Depuis cinq ans, la zone euro a, sans consentement populaire explicite, maintenu une politique stricte concentrée sur l’austérité budgétaire et les réformes structurelles – en dépit de sérieuses répercussions sociales non seulement dans la périphérie méditerranéenne et en Irlande mais aussi au « cœur » de l’Union Européenne, comme en France.

 À moins que les dirigeants de la zone euro ne repensent leur approche, le succès du parti Syriza aux dernières élections en Grèce pourrait constituer un pas supplémentaire vers la fragmentation sociale et l’instabilité politique en Europe. Mais cela pourrait aussi marquer les prémices d’une réorientation réaliste et bénéfique de la stratégie économique européenne.

Bien sûr, la viabilité budgétaire est vitale pour éviter un refinancement de la dette, potentiellement perturbateur, et inspirer confiance aux investisseurs et aux consommateurs. Mais on ne peut nier qu’il est beaucoup plus facile de soutenir l’austérité budgétaire lorsque l’on est suffisamment riche pour ne pas dépendre des services publics ou craindre de se retrouver dans un chômage durable. (Les riches préservent aussi très largement le contrôle des médias, du discours public et des flux de capitaux transfrontaliers.)

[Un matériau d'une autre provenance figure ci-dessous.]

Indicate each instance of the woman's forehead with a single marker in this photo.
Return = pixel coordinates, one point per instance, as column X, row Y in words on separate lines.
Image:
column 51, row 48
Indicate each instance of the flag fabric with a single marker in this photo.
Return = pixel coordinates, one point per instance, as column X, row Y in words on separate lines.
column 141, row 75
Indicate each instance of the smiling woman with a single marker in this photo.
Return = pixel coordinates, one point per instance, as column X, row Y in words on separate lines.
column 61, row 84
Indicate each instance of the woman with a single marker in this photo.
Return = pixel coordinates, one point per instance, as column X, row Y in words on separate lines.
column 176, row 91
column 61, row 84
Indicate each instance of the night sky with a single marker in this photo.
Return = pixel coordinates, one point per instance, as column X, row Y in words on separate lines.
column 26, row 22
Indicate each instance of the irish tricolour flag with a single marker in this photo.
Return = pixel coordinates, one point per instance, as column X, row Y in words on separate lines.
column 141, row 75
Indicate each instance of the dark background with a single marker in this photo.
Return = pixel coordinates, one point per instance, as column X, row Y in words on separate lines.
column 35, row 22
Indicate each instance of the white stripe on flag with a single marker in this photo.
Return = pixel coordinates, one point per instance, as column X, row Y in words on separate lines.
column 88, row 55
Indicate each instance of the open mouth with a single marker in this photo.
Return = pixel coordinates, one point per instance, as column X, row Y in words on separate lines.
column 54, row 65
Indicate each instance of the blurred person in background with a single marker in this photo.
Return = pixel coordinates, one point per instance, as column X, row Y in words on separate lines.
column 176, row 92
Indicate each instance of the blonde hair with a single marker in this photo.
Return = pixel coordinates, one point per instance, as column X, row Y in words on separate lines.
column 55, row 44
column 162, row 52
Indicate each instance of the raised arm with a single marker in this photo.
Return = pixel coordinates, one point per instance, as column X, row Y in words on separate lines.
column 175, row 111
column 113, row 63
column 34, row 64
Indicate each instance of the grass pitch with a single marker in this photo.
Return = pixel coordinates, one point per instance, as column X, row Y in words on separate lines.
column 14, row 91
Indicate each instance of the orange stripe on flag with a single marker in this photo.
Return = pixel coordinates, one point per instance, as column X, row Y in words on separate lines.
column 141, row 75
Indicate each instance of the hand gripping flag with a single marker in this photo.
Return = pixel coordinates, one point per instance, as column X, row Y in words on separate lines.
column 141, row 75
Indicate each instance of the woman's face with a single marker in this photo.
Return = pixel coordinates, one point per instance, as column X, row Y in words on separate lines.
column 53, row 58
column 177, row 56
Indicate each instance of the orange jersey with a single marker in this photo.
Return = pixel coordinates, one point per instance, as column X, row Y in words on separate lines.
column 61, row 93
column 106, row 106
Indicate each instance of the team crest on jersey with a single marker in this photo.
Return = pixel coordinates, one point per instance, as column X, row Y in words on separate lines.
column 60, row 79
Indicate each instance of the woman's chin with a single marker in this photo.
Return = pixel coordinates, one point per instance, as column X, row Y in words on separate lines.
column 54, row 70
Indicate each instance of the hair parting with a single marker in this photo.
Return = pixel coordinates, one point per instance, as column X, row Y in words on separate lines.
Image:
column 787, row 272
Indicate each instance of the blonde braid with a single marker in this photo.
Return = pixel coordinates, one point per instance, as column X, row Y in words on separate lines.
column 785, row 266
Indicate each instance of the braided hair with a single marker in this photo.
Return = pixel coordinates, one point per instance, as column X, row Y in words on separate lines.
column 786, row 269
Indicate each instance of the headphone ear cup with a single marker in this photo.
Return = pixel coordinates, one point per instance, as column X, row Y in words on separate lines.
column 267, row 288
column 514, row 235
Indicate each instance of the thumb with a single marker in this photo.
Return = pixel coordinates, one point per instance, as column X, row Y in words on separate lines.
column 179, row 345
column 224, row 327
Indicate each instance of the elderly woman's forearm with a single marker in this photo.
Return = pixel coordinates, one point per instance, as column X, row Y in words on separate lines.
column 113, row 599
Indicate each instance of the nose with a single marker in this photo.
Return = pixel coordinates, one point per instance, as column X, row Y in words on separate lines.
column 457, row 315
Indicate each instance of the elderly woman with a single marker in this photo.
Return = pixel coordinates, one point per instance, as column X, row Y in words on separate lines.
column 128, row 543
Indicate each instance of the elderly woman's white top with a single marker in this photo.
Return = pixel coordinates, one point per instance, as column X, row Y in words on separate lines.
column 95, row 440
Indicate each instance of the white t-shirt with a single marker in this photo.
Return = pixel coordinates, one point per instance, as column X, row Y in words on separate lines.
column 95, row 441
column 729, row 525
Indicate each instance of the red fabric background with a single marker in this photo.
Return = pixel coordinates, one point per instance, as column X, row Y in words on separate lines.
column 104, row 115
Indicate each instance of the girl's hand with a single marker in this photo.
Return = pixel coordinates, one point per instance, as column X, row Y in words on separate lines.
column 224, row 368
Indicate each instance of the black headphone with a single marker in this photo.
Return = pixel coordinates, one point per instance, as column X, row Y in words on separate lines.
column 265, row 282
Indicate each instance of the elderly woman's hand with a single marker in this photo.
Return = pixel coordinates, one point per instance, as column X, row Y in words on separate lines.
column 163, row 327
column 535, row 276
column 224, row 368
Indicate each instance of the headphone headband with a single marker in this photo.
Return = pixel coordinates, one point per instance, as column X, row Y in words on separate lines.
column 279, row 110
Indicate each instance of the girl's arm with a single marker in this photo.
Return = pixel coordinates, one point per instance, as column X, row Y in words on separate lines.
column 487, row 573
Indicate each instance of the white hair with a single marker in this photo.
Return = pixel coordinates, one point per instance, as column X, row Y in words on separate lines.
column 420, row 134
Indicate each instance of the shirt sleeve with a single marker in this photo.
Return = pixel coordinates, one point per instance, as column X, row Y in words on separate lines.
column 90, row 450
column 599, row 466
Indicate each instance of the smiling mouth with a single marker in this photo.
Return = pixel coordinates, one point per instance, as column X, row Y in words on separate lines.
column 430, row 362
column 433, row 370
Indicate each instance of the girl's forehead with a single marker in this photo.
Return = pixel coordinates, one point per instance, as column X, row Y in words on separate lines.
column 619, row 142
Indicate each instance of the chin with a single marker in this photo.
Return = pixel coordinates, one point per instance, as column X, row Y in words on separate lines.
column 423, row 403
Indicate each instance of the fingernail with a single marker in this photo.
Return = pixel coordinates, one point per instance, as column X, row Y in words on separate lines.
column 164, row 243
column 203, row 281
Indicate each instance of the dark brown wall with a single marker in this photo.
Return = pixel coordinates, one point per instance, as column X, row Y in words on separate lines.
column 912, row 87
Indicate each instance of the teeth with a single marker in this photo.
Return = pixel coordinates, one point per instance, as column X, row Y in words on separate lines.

Pour les millions de travailleurs – et surtout les jeunes – qui n’ont aucune perspective d’emploi, la viabilité budgétaire ne peut tout simplement pas être la seule priorité. Lorsque les allocations chômage sont amputées, ce sont eux qui souffrent. Et lorsque les coupes budgétaires touchent l’éducation, ce sont leurs enfants qui se retrouvent pénalisés dans l’acquisition des compétences dont ils ont besoin pour atteindre leur futur potentiel.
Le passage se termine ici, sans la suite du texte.